Robert H. Smith School of Business, University of Maryland, College Park, College Park, MD 20740, United States.
JAMIA Open. 2024 Oct 26;7(4):ooae114. doi: 10.1093/jamiaopen/ooae114. eCollection 2024 Dec.
Given substantial obstacles surrounding health data acquisition, high-quality synthetic health data are needed to meet a growing demand for the application of advanced analytics for clinical discovery, prediction, and operational excellence. We highlight how recent advances in large language models (LLMs) present new opportunities for progress, as well as new risks, in synthetic health data generation (SHDG).
We synthesized systematic scoping reviews in the SHDG domain, recent LLM methods for SHDG, and papers investigating the capabilities and limits of LLMs.
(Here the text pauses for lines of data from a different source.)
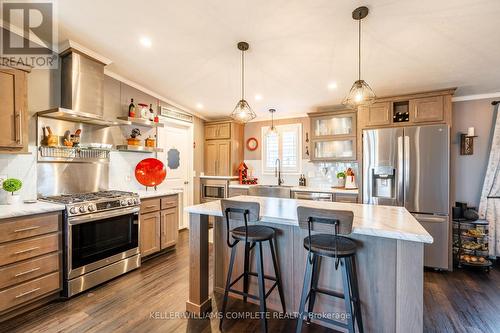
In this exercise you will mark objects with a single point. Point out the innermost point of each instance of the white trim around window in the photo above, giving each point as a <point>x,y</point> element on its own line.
<point>287,146</point>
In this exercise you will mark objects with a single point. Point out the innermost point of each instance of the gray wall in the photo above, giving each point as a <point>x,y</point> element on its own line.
<point>467,172</point>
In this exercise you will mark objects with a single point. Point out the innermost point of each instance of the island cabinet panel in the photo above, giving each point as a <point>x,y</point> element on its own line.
<point>159,220</point>
<point>385,270</point>
<point>169,227</point>
<point>30,262</point>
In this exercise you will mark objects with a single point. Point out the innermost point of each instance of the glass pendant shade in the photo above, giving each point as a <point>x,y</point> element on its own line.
<point>243,112</point>
<point>360,94</point>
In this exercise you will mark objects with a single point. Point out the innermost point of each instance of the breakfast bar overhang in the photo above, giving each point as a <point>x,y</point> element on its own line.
<point>389,261</point>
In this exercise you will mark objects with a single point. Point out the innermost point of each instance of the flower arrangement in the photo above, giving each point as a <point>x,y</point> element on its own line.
<point>12,185</point>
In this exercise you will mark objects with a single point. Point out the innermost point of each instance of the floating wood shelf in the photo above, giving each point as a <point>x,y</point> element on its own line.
<point>138,149</point>
<point>139,122</point>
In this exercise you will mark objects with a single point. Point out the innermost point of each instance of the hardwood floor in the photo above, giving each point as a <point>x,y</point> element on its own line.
<point>462,301</point>
<point>152,299</point>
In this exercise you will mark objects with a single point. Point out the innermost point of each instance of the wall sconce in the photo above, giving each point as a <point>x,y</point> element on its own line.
<point>467,142</point>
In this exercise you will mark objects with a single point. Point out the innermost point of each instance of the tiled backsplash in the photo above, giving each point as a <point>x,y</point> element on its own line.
<point>23,167</point>
<point>322,174</point>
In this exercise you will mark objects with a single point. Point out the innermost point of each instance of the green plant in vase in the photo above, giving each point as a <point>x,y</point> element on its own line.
<point>341,179</point>
<point>12,185</point>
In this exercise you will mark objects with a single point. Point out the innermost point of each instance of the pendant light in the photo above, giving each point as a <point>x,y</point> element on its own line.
<point>272,131</point>
<point>243,112</point>
<point>360,93</point>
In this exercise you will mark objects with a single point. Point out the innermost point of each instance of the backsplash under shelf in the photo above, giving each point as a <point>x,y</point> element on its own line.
<point>138,149</point>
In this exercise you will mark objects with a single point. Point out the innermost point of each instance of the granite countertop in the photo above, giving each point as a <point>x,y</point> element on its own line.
<point>24,209</point>
<point>220,177</point>
<point>379,221</point>
<point>306,189</point>
<point>157,193</point>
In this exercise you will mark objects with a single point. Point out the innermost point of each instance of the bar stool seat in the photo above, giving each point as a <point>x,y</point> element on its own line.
<point>330,245</point>
<point>252,237</point>
<point>329,225</point>
<point>256,233</point>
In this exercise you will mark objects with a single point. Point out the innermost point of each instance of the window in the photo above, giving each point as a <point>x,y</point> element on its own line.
<point>286,146</point>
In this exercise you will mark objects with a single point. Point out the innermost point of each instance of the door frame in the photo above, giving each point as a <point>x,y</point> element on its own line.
<point>190,127</point>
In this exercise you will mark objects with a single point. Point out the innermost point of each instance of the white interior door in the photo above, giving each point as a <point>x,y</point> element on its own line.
<point>176,139</point>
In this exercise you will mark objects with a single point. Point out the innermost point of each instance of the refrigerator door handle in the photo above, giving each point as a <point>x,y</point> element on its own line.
<point>406,176</point>
<point>400,173</point>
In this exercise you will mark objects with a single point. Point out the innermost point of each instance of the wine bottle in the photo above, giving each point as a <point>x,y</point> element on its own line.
<point>131,109</point>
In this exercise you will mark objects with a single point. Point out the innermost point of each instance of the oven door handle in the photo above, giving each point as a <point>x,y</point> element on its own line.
<point>103,215</point>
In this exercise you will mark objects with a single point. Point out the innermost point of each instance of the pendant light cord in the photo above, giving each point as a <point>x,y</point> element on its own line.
<point>359,48</point>
<point>242,75</point>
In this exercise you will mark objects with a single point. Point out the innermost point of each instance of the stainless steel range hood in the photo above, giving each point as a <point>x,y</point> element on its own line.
<point>82,87</point>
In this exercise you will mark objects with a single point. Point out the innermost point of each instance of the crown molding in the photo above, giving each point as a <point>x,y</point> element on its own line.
<point>152,93</point>
<point>475,97</point>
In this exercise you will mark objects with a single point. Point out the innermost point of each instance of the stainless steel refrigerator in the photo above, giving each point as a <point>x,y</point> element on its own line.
<point>410,167</point>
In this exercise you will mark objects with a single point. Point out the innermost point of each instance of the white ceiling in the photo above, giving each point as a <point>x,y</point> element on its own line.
<point>297,48</point>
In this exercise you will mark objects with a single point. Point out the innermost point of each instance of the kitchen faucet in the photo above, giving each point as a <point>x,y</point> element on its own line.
<point>277,171</point>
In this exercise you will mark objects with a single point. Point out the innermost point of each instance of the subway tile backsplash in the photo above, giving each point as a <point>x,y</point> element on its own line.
<point>318,174</point>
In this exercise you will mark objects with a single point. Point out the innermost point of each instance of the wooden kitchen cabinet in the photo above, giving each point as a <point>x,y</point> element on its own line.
<point>13,111</point>
<point>427,109</point>
<point>30,262</point>
<point>223,148</point>
<point>333,135</point>
<point>169,227</point>
<point>377,114</point>
<point>159,224</point>
<point>150,233</point>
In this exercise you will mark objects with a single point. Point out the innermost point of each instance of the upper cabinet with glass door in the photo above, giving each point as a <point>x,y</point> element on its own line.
<point>333,135</point>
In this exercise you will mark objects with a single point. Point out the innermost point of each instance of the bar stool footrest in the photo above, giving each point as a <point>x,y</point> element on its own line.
<point>329,292</point>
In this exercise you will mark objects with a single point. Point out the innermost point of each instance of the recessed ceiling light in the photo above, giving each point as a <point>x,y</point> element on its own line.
<point>146,41</point>
<point>332,85</point>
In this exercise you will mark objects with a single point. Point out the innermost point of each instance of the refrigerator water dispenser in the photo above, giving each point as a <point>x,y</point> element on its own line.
<point>384,182</point>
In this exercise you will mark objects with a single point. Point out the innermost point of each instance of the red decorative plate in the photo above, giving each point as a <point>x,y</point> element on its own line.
<point>150,172</point>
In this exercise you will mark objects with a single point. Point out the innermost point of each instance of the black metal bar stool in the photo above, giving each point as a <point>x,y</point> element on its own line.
<point>251,235</point>
<point>328,243</point>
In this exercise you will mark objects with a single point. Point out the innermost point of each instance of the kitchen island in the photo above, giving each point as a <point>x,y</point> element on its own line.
<point>389,261</point>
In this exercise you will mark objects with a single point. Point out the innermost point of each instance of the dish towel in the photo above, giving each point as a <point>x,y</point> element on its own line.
<point>489,205</point>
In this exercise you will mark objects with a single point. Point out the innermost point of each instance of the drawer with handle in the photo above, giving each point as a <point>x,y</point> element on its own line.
<point>25,249</point>
<point>27,270</point>
<point>169,202</point>
<point>150,205</point>
<point>27,291</point>
<point>29,226</point>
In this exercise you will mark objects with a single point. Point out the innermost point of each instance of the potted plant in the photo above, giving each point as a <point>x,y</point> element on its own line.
<point>341,179</point>
<point>12,185</point>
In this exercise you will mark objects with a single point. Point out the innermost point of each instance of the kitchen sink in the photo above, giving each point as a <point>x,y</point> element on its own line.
<point>275,191</point>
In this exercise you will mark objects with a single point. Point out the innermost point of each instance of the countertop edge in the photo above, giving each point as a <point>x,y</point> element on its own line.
<point>25,209</point>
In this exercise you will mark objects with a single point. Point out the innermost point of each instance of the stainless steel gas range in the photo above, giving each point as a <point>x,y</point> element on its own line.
<point>101,237</point>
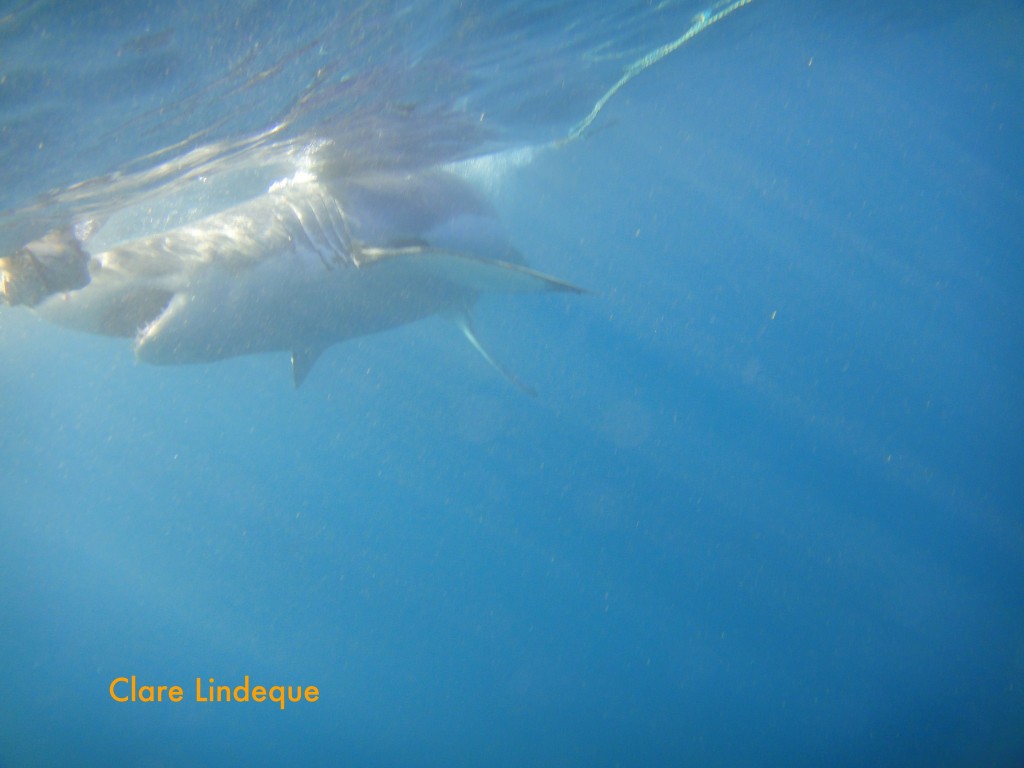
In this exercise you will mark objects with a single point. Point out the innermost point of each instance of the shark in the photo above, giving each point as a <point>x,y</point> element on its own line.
<point>308,264</point>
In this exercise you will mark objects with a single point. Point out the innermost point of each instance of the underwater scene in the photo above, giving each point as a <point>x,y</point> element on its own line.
<point>546,383</point>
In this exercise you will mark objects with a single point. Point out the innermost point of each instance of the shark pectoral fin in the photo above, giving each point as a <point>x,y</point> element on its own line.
<point>302,363</point>
<point>465,325</point>
<point>473,272</point>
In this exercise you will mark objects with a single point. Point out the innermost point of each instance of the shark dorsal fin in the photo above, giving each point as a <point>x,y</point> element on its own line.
<point>302,363</point>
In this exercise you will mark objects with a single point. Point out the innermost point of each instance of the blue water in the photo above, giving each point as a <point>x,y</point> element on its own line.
<point>766,510</point>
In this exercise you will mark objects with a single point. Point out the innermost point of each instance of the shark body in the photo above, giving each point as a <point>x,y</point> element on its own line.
<point>304,266</point>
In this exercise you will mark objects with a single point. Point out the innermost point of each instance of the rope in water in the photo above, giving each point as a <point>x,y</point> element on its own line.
<point>700,23</point>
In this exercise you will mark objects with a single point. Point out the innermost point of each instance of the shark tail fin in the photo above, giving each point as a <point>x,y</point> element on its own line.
<point>302,363</point>
<point>465,325</point>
We summarize the current landscape of generative machine learning models (eg, Generative Adversarial Networks) for SHDG, describe remaining challenges and limitations, and identify how recent LLM approaches can potentially help mitigate them.
Six research directions are outlined for further investigation of LLMs for SHDG: evaluation metrics, LLM adoption, data efficiency, generalization, health equity, and regulatory challenges.
LLMs have already demonstrated both high potential and risks in the health domain, and it is important to study their advantages and disadvantages for SHDG.
鉴于健康数据获取存在诸多重大障碍,需要高质量的合成健康数据来满足对先进分析方法在临床发现、预测和卓越运营方面应用日益增长的需求。我们强调了大语言模型(LLMs)的最新进展如何为合成健康数据生成(SHDG)带来新的机遇以及新的风险。
我们综合了SHDG领域的系统综述、用于SHDG的最新LLM方法以及研究LLMs能力和局限性的论文。
我们总结了用于SHDG的生成式机器学习模型(如生成对抗网络)的当前情况,描述了剩余的挑战和局限性,并确定了最近的LLM方法如何有可能帮助缓解这些问题。
概述了六个研究方向,以进一步研究用于SHDG的LLMs:评估指标、LLM采用、数据效率、泛化、健康公平性和监管挑战。
LLMs在健康领域已经展现出高潜力和风险,研究它们在SHDG方面的优缺点很重要。